The classic Midwest staple of beef and noodles is not usually an exciting dish. But that's completely different when it comes to this easy-to-make recipe. The intense flavor that’s throughout the entire dish is derived from the browning of the beef in the pot before roasting. Simple ingredients come together with an easy process to reinvent this meal.
Salt and pepper the roast on all sides. Add neutral oil to a 6-quart Dutch oven over medium heat. Sear the roast in the hot oil until well browned on both sides, 3-4 minutes per side. Once browned, remove the roast and set it aside.
Add the carrots, celery, and onion to the Dutch oven. Sauté the vegetables until they are softened and beginning to brown, 4-6 minutes. Add the garlic and stir. Cut off the stems of the parsley and set the leaves aside. Using butcher's twine, tie the parsley stems with the thyme sprigs. Place the bundle in the Dutch oven and let cook for 2-3 minutes.
Pour in the beef stock and place the roast in the stock. Cover the Dutch oven and place it in the preheated oven. Cook the roast until the meat is tender and easily pulls apart with a fork, 3 to 3 ½ hours.
Once the meat is cooked, remove the roast from the stock along with the packet of herbs. Bring the stock to a simmer over medium heat and add the noodles. Cook the noodles to al dente, adding up to 1 cup additional water if needed. Unlike traditionally cooked noodles in a large pot of water, this recipe cooks the noodles in just enough liquid, hence the need for more water. While the noodles are cooking, shred the roast into bite-size pieces. When the noodles are cooked any remaining liquid should be thickened and the consistency of a sauce.
Add the shredded beef to the noodles, sprinkle with chopped parsley leaves, and serve.

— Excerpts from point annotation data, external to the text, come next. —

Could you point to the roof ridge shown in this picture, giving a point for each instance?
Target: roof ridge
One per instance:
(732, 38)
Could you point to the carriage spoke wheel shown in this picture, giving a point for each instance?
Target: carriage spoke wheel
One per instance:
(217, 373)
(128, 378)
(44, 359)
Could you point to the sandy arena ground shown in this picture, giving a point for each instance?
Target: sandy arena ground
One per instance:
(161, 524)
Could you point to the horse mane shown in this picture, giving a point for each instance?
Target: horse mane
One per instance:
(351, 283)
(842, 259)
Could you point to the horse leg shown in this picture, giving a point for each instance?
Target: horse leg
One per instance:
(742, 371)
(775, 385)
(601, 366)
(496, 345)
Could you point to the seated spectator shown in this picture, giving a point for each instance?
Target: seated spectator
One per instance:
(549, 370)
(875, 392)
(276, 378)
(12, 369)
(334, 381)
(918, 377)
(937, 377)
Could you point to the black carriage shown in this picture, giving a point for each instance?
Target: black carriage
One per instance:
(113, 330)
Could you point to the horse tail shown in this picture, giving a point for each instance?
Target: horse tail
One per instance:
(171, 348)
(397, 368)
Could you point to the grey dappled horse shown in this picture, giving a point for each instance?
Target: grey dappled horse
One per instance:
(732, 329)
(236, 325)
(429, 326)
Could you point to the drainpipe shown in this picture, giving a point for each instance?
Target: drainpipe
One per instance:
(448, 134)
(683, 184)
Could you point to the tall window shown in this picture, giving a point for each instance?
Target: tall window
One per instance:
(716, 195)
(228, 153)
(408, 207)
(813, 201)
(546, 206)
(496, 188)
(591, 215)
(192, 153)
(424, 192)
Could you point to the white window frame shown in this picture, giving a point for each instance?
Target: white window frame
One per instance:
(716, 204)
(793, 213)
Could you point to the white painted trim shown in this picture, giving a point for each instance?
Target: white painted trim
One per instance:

Get the Better than Bouillon brand of beef bouillon and keep it in your refrigerator. When a recipe calls for beef stock, simply mix the bouillon with water to create a quick stock. Check the bouillon instructions printed on the manufacturer’s container for preparation amounts.
The beef will be done cooking when it is fall-apart tender. To test this, take a fork and pierce the meat. If it easily pulls apart, it’s ready to be removed from the oven.
Do not be too concerned if the noodles are not fully covered by the cooking liquid once added. For this recipe, you want the noodles to absorb a majority of the sauce and not have to drain any liquid after they’re done cooking. That said, if it appears that all of the liquid has been absorbed and the noodles are not done cooking, more water can be added.